Boundaries between legitimate Justice Department inquiry and political targeting have not blurred — they have been obliterated, according to Bud Cummins, a President George W. Bush-appointed U.S. attorney from Arkansas who worked under Attorney General John Ashcroft.
“DOJ should be staffed with career people and presidential appointees who understand their responsibility to act neutrally and discretely,” he told the Washington Examiner of the DOJ. “Once the appointments are made, the White House should stand back.”
For Cummins, Bush-era Attorney General Alberto Gonzales may have blurred White House-Justice Department lines when he complied with administration personnel requests in 2006 without exercising his own judgment. But that was a minor infraction compared to the DOJ’s management of 2016 election matters before Biden took office, he contended.
“Blatant politics drove Attorney General Loretta Lynch’s ethical mishandling of the investigation into Secretary Hillary Clinton’s intentional exposure of classified emails to foreign enemies,” Cummins said. “The actions of now-infamous DOJ characters surrounding Michael Flynn and Russian ‘collusion’ can only be characterized as political or incompetent.

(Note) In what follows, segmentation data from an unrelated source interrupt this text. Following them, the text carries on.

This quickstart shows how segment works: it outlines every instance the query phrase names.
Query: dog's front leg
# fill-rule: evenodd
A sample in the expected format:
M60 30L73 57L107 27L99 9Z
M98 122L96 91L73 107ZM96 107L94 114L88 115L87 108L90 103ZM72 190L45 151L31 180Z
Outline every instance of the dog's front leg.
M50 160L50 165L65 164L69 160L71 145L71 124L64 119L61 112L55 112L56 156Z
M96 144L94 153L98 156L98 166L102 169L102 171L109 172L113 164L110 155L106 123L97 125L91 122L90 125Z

Probably both, with a healthy dose of arrogance mixed in.”
“If there was ever any doubt about the Biden DOJ, it is completely eliminated by their treatment of the Jan. 6 protest at the U.S. Capitol, attempts to reinstate election integrity in various states, and suspicion of terrorist acts by school parents,” he added.
Jessica Anderson, conservative policy advocacy organization Heritage Action’s executive director, echoed Cummins’s complaints. Biden is weaponizing the DOJ by “using its army of unelected bureaucrats to intimidate state legislatures and subject Americans to a far-left agenda that we did not sign up for,” she argued.

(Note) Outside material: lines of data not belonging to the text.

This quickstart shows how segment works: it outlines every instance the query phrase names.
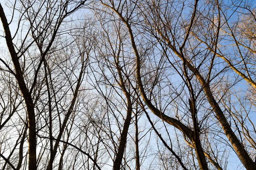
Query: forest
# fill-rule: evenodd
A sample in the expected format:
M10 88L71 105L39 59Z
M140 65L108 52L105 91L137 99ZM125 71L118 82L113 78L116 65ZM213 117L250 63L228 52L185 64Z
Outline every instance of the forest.
M0 170L256 170L256 1L3 0L0 19Z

“Attorney General Merrick Garland has led the DOJ to repeatedly pursue power grabs that are appeasing the Left’s agenda instead of seeking justice and fighting crime — we cannot allow Garland’s abuse of the DOJ to fly under the radar,” Anderson said.

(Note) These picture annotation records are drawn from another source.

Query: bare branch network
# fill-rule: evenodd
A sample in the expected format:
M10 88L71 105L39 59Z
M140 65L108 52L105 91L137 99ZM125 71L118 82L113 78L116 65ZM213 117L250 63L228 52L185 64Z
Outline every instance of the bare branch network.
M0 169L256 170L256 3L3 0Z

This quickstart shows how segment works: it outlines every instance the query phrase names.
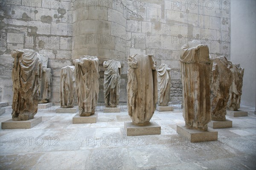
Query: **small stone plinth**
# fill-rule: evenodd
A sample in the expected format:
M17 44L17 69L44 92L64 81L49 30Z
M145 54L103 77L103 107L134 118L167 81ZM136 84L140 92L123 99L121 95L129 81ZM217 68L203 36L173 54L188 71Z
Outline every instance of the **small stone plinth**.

The White House has been pushed on Biden’s relationship with the DOJ after promising the department would be an impartial arm of his administration.
Biden prompted another round of questions last week when he told reporters he believed the DOJ should prosecute people who defy subpoenas issued by the House Select Committee on the Jan. 6 Attack. The chamber last week found former Trump White House chief strategist Steve Bannon in criminal contempt of Congress for declining to speak with and hand over documents to the panel. Garland now has to decide whether to prosecute Bannon, which, if successful, could lead to fines or prison time.
White House press secretary Jen Psaki referred to her own Jan. 6 subpoena statement when needled on the development. Biden maintains the DOJ “has the purview and the independence to make decisions about prosecutions,” Psaki said, differentiating inquiries from policymaking.
“You say that that is his view, but that is not what he said,” a reporter said.
Psaki replied: “I just conveyed what his view is, and that is also how he has operated, how he has governed, and how he will continue to govern. And I think that’s what’s important for people to watch.”
“Trump used his office to incite an insurrection,” she added. “He put political pressure on senior DOJ officials to propagate lies about the election to the point where they threatened to resign en masse. I think there’s hardly a comparison there.”
Garland has been criticized for sharing a memo in October on how the DOJ would collaborate with state and local authorities to address illegal threats of violence and harassment against school board members over mask mandates and critical race theory. The message was disseminated after the National School Boards Association wrote to Biden in September about incidents it claimed were “the equivalent to a form of domestic terrorism and hate crimes.”
The Supreme Court last week also agreed to review Texas’s “heartbeat” abortion law, which offers a $10,000 reward to private citizens who sue abortion providers and anyone who helps recipients, and whether the Justice Department could file suit against the state to block the legislation. Biden directed the department in September “to see what steps the federal government can take to ensure that women in Texas have access to safe and legal abortions.”
Garland announced this month the DOJ is “seriously and urgently” looking at how states are reforming their elections or redistricting to make sure they are not infringing federal voting rights. The department sued Georgia in June over its new rules after Biden described them as bordering “on being immoral.”